Guitar Amplifiers are far from linear. A fortuitous mixture of design
limitations, design errors, limits on the electronic components in the 50's and 60's, actual design features and economic
constraints lead to Guitar Amplifiers that are linear only for small signals and quickly enter non-linear sections of
response for slightly larger signals.
The Guitar is quite an unlikely candidate for lead work. Being a string instrument,
it outputs fairly pure sine waves devoid of rich harmonics. It also lacks sustain when compared to wind instruments.
amplifiers have two main effects :
INCREASE IN HARMONIC CONTENT : When an input signal
passes through a non-linear amplifier, the waveform is distorted. It is a mathematically accepted fact that any repetitive
waveform can be broken down into a mix of different sine waves. These sine waves are multiples ( or harmonics) of the main
frequency of the the original waveform.
The more distorted a waveform is, the richer in harmonics it is !

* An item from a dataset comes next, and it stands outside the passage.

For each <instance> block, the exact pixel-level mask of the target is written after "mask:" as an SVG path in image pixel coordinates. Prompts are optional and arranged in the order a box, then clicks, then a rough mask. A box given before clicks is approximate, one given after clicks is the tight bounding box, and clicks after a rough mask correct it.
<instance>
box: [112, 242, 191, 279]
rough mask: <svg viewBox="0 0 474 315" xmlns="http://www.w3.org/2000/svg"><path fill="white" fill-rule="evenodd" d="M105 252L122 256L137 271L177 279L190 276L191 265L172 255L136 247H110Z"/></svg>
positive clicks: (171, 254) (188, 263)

SUSTAIN or COMPRESSION : Most Non linear stages limit the maximum output signal. Suppose we pluck a guitar
string, we first see that the amplitude of the note rises sharply. This is called the "Attack"

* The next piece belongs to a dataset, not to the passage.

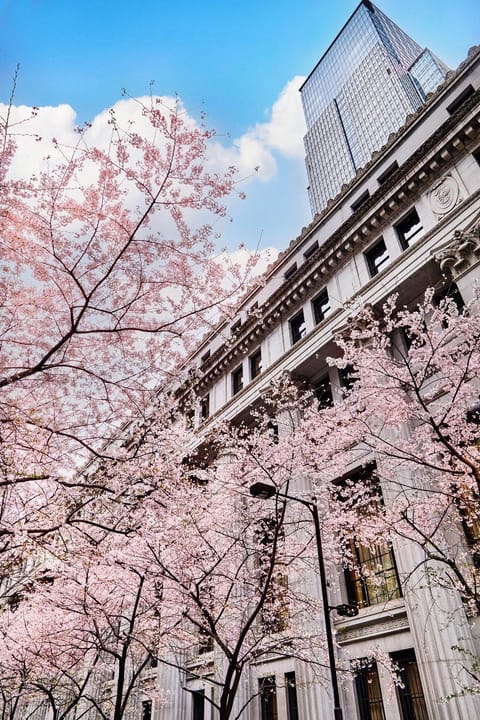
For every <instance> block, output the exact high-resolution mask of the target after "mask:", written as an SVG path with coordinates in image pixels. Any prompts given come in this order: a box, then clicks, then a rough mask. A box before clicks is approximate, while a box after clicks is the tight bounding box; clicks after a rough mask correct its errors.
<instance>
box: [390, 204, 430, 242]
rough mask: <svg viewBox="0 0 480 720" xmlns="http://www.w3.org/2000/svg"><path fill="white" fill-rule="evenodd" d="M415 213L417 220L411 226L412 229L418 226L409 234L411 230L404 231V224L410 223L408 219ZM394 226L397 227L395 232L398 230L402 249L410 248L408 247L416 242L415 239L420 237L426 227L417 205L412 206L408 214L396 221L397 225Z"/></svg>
mask: <svg viewBox="0 0 480 720" xmlns="http://www.w3.org/2000/svg"><path fill="white" fill-rule="evenodd" d="M413 215H415V216H416V218H417V222H416V223H414V224H413V225H412V226H411V227H410V230H412V229H413V228H415V227H416V226H417V229H416V230H415V231H414V232H413V233H412V234H410V235H409V234H408V233H409V230H406V231H404V230H403V229H402V226H404V225H406V224H407V223H408V220H409V219H410V218H412V216H413ZM393 227H394V229H395V232H396V235H397V238H398V242H399V245H400V247H401V249H402V251H405V250H408V248H409V247H411V245H412V244H413V243H414V242H415V240H418V238H419V237H421V234H423V233H422V231H423V229H424V227H423V225H422V221H421V220H420V216H419V214H418V212H417V209H416V207H413V208H410V210H409V211H408V213H406V215H404V216H403V217H402V219H401V220H399V221H398V222H397V223H395V225H394V226H393ZM419 233H420V234H419Z"/></svg>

phase. Then the amplitude falls a bit in the "Decay" phase. After this the note "Sustains"
for a while and then "Release" stage sees the signal drop to zero. This is known as the ADSR
envelope of the signal.
Suppose our amplifier cannot output amplitude higher than a particular limit as shown by the red line. It will clip of
parts of the signal that are of higher magnitude.
The resultant blue ADSR graph after the clipper shows that the Sustain part of the graph is extended
Early Amplifiers added a lot of tonal character and sustain to Guitars due to their non linearities. The aim of modern
Multi-effect units is to emulate those non linearities as closely as possible !!